Dept. of Computer Science

Clemson University

Clemson, SC 29634

INTRODUCTION

Software development projects that utilize object-oriented techniques often adopt an iterative incremental process model. This process model uses many rapid passes over the fundamental development steps of analysis, design, and implementation to gradually refine the definition of the problem and evolve a solution to that problem. This model has proven useful but it is more difficult to visualize the progress of a project that periodically repeats the same steps.

Measuring the attributes of software products in the repetitive environment of an iterative incremental development process requires additional management attention. Over successive iterations, multiple observations of each measure are produced. These repeated measurements provide an opportunity for comparisons that can be used to predict the progress of the project.

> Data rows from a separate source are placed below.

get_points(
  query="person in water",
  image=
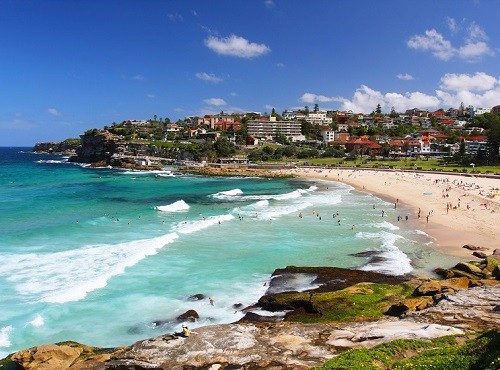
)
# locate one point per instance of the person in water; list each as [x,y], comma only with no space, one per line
[185,331]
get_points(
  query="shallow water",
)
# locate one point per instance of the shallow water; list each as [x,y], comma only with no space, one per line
[107,257]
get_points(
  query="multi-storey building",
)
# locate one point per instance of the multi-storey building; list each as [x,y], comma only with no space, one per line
[270,128]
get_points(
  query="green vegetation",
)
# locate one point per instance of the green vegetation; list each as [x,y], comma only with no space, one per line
[401,164]
[363,301]
[474,351]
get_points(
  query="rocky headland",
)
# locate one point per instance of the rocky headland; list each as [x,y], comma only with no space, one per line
[346,309]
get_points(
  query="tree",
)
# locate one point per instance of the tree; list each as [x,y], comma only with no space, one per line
[393,113]
[305,127]
[224,148]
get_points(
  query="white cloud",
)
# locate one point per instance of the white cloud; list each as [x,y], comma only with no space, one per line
[215,101]
[313,98]
[175,17]
[474,48]
[53,111]
[269,3]
[477,82]
[452,24]
[236,46]
[434,42]
[476,33]
[17,124]
[210,77]
[479,90]
[405,77]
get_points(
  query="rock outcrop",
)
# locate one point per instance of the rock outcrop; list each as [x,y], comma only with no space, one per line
[97,147]
[437,308]
[64,147]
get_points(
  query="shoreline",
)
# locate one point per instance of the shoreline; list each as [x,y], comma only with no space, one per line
[455,210]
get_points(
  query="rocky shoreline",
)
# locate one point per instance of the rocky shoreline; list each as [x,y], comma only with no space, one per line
[349,309]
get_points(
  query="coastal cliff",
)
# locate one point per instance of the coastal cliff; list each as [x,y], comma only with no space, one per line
[317,326]
[67,147]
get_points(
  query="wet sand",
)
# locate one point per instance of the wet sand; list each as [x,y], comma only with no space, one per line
[454,209]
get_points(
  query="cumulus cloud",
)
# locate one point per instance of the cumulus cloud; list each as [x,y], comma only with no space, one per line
[269,3]
[480,81]
[452,24]
[474,48]
[405,77]
[17,124]
[479,90]
[236,46]
[53,111]
[215,101]
[313,98]
[210,77]
[175,17]
[435,42]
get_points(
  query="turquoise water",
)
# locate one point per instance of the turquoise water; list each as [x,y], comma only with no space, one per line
[107,257]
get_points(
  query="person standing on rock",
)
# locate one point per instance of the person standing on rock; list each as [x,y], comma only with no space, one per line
[185,331]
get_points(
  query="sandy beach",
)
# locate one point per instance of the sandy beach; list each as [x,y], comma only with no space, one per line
[453,209]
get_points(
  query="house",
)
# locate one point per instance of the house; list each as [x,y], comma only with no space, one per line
[227,125]
[269,128]
[362,145]
[318,118]
[328,135]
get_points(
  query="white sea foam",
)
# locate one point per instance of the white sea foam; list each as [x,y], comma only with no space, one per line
[270,212]
[36,322]
[393,260]
[237,195]
[166,174]
[228,194]
[70,275]
[51,161]
[5,336]
[188,227]
[178,206]
[295,282]
[386,225]
[291,195]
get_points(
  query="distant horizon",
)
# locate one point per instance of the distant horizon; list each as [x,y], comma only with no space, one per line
[71,66]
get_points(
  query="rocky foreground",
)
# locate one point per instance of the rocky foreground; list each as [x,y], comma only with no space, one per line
[317,325]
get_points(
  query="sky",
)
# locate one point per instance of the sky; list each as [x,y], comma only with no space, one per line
[70,65]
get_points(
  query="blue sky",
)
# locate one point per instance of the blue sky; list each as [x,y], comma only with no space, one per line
[67,65]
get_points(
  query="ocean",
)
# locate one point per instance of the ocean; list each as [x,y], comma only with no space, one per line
[107,257]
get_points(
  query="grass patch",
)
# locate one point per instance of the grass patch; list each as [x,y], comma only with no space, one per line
[360,302]
[474,351]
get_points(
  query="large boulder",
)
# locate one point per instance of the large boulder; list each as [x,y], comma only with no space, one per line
[468,267]
[455,284]
[410,304]
[47,357]
[496,272]
[430,287]
[189,315]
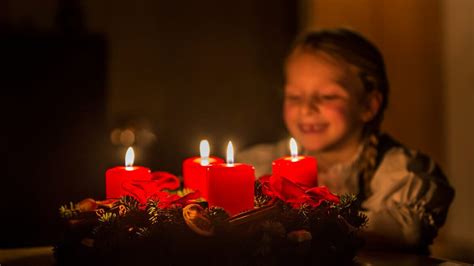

Additionally, there is the ever present need to collect information as early as possible in the development cycle. Metric values can be measured, or at least estimated, as early as the analysis phase provided we are willing to accept a reduced accuracy in the measurement. There are usually several ways to estimate the value of a particular attribute of either the process or the products depending upon the information available at the time of the measurement. In fact these multiple definitions can be used to form a framework for continuous refinement of estimates across the complete life cycle.

The purpose of this paper is to present a technique that combines continuous refinement during a single pass through the project life cycle with the management of multiple values for each measurement across successive iterations on that life cycle. The next two sections will discuss a few basic assumptions about metrics and the process model being used. Techniques for comparing values within and across iterations will be presentd and finally the management of these values will be discussed. Two metrics being developed for use in object-oriented projects are briefly described as an example of the refinement approach.

1. This work was partially supported by IBM, BNR, and the COMSOFT Consortium.